Exploring Transitional Objects through Jeremy Plint’s “Monolith”

Superstar Slovenian philosopher Slavoj Zizek posits that ideology extends beyond mere ideas; it encompasses a material dimension, including organizational structures, and manifests in social interactions, where it becomes ingrained and naturalised as ‘reality’. According to Zizek, ideology constitutes our reality, making it challenging to break free from its influence.

In 1953, Donald Winnicott introduced the concept of the ‘transitional object’ to describe the blankets, soft toys, and bits of cloth that young children often cling to for comfort and security. These objects serve as bridges between the child’s inner world and external reality, facilitating early stages of ego development by symbolizing continuity and emotional reassurance. Winnicott’s theory has since expanded, highlighting the role of transitional objects in memory formation, creativity, and empathy. Building upon Winnicott’s framework, psychoanalyst Christopher Bollas introduced the concept of the ‘aesthetic moment’. Bollas argued that encounters with art and aesthetic experiences mirror the infant’s interaction with transitional objects. These moments allow individuals to delve into subjective realms, evoking nostalgia and personal memories (Bollas, 1987). Artworks, like transitional objects, become conduits for exploring internal realities and forging connections with the external world.

In the realm of art, materiality refers to the fundamental substance used in creating a work, whether it be a painting, sculpture, or other visual form. This materiality significantly shapes the artwork’s meaning and impact on the viewer. The concept suggests that altering the material used changes not only the artwork’s form but also its intended message and expressive qualities. This approach underscores the unique role that materiality plays in shaping how art communicates and resonates with its audience.

Jeremy Plint’s “Monolith” exemplifies the extension of transitional object theory beyond childhood.
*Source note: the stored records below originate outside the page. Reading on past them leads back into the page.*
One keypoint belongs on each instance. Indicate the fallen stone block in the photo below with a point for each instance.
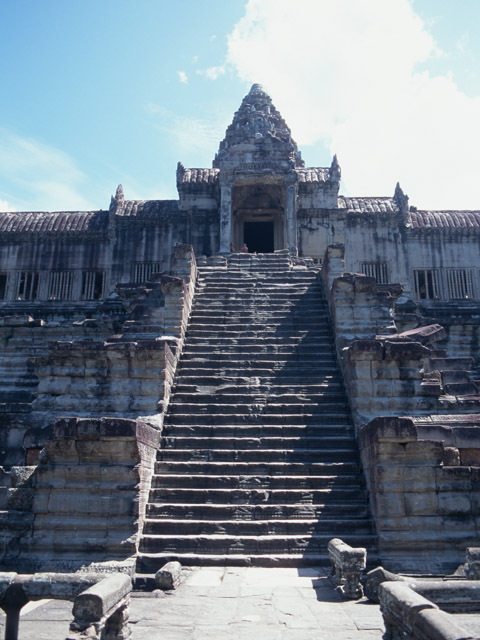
(169, 576)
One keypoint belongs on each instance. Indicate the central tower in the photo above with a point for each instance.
(257, 162)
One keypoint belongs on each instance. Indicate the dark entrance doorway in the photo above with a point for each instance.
(258, 236)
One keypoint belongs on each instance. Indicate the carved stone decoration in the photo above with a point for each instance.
(258, 137)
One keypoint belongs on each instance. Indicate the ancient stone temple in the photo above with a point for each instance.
(167, 396)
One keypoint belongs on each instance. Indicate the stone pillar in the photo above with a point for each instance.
(225, 218)
(291, 216)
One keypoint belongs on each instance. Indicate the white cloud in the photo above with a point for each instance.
(346, 74)
(189, 134)
(212, 73)
(4, 206)
(45, 175)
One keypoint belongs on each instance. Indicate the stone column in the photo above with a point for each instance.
(291, 216)
(225, 218)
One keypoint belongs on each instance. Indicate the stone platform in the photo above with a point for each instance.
(233, 603)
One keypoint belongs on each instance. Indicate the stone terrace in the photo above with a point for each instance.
(260, 464)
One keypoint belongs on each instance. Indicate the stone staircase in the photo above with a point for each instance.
(259, 463)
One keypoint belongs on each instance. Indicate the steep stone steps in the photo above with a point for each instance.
(251, 512)
(249, 544)
(254, 481)
(270, 468)
(278, 527)
(259, 463)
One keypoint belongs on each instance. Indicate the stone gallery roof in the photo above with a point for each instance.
(146, 209)
(196, 176)
(369, 205)
(443, 219)
(53, 222)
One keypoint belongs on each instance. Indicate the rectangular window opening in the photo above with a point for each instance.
(377, 270)
(92, 285)
(460, 284)
(60, 285)
(143, 271)
(427, 284)
(28, 285)
(3, 286)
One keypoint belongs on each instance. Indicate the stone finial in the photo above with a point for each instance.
(117, 200)
(401, 198)
(180, 172)
(335, 171)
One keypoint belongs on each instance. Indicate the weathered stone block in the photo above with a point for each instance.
(419, 478)
(391, 504)
(454, 503)
(169, 576)
(453, 479)
(422, 503)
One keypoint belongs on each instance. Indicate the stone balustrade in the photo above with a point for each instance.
(100, 603)
(85, 502)
(424, 487)
(411, 610)
(472, 569)
(348, 563)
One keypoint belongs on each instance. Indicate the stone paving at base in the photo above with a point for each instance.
(229, 603)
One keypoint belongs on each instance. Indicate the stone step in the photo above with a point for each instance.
(270, 385)
(148, 564)
(259, 455)
(299, 351)
(209, 481)
(254, 396)
(311, 419)
(255, 299)
(242, 312)
(330, 526)
(254, 431)
(355, 495)
(224, 544)
(260, 468)
(244, 443)
(305, 408)
(319, 339)
(262, 511)
(303, 356)
(263, 367)
(257, 326)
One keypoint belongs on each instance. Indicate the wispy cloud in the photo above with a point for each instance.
(354, 84)
(4, 206)
(188, 134)
(212, 73)
(46, 176)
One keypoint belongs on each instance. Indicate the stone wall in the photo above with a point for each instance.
(85, 502)
(424, 482)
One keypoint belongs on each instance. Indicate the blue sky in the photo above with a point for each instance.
(101, 92)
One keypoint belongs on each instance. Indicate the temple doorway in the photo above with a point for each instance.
(259, 216)
(258, 236)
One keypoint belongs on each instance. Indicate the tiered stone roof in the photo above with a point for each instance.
(196, 176)
(53, 222)
(313, 174)
(259, 123)
(443, 219)
(146, 209)
(369, 205)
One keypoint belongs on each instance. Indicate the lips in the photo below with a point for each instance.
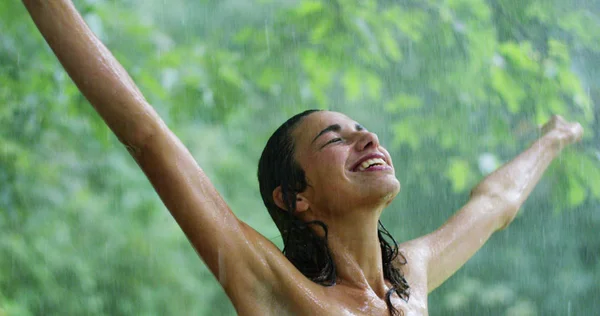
(375, 157)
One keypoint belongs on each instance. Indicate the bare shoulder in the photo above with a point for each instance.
(413, 261)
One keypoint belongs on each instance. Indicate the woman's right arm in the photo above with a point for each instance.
(228, 246)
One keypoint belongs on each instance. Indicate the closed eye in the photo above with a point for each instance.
(334, 140)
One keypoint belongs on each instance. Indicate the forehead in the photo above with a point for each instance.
(314, 123)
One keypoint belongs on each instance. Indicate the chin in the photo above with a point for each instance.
(382, 192)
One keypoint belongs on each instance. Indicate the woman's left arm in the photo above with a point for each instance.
(493, 204)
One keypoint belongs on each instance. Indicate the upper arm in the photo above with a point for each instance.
(448, 248)
(227, 245)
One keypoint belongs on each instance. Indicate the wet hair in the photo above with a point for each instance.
(305, 249)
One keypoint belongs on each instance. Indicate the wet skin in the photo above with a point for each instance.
(258, 279)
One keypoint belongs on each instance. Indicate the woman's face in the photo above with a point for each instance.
(345, 166)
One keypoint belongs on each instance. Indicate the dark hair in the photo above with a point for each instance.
(305, 249)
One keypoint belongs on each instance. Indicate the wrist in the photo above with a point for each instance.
(553, 140)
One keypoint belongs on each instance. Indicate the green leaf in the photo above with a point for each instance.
(458, 172)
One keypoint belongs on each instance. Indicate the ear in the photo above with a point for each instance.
(301, 202)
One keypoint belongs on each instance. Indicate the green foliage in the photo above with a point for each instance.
(451, 87)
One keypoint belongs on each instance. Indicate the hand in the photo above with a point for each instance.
(563, 133)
Plint’s sculptures, crafted from recycled fabrics and household objects, resemble childhood toys imbued with personal narratives and histories. This approach queers the traditional psychoanalytic concept of transitional objects, inviting viewers to engage with the artist’s personal journey and reflections (Plint, 2023). Plint describes the process as an affirmation of Queer methodology, challenging binary norms and promoting creative self-expression (Plint, 2023). “Monolith” stands as a testament to vulnerability and the enduring legacy of formative years, where enmeshed transitional objects symbolize both comfort and disorientation. Each sculpture, with its layers of hand-stitched limbs and adorned teddy bears, evokes a sense of uncertain placement yet steadfast support—an echo of early developmental transitions (Plint, 2023).

Monolithic architecture, characterized by structures crafted from a single block of material like rock, represents a unique approach to architectural design, often aiming to challenge boundaries. It envisions an outcome that integrates and reconfigures the physical site, its inherent limitations, sight lines, etc and invites audiences to inhabit, traverse through, and gaze upon its spatial location in combination with the architectural form itself. Crucial to this experience is the creation of relational spaces where collective experiences can unfold. However, in “Monolith” by Jeremy Plint, a towering architectural wall dominates a darkened environment, adorned with his handmade transitional objects. The artwork evokes a tense balance between harmony and dissonance, featuring bold reconfigured surfaces that transform benign forms into a swelling mass along the wall.

This overwhelming presence extends and gathers along the architectural framework, obscuring our view and enticing exploration around each corner. Yet, as the artwork is examined further, the rear view reveals the raw simplicity of the architectural framework construction, exposing the basic nature of its required engineered construction. This revelation diminishes the initial allure of the sculptural surfaces, highlighting their attachment upon a preexisting architectural framework, built and placed into position before Plint’s transitional objects are attached. This juxtaposition underscores a deeper conceptual exploration: just as we are shaped by underlying frameworks and ideologies in our lives, our external surfaces and our physical and mental materials evolve from infancy through to adulthood via varied and diverse transitional objects, states and experiences. Monolith employs these concepts and forms into a unified and coherent artwork in which transitional objects emerge as simultaneously seductive and fundamentally evolved safety nets within an overarching monolithic architectural ideological framework,. “Monolith” not only reinterprets transitional object theory through a Queer lens but also invites viewers to reflect on their own connections to childhood memories, emotional security and underlying prevalent ideologies.

By melding art with psychological and philosophical theory, Plint exemplifies how contemporary art continues to expand and enrich our understanding of human development and emotional well-being. Monolith is a smoking gun of transitional object theory and it has never looked so good, so seductive, nor felt so raw.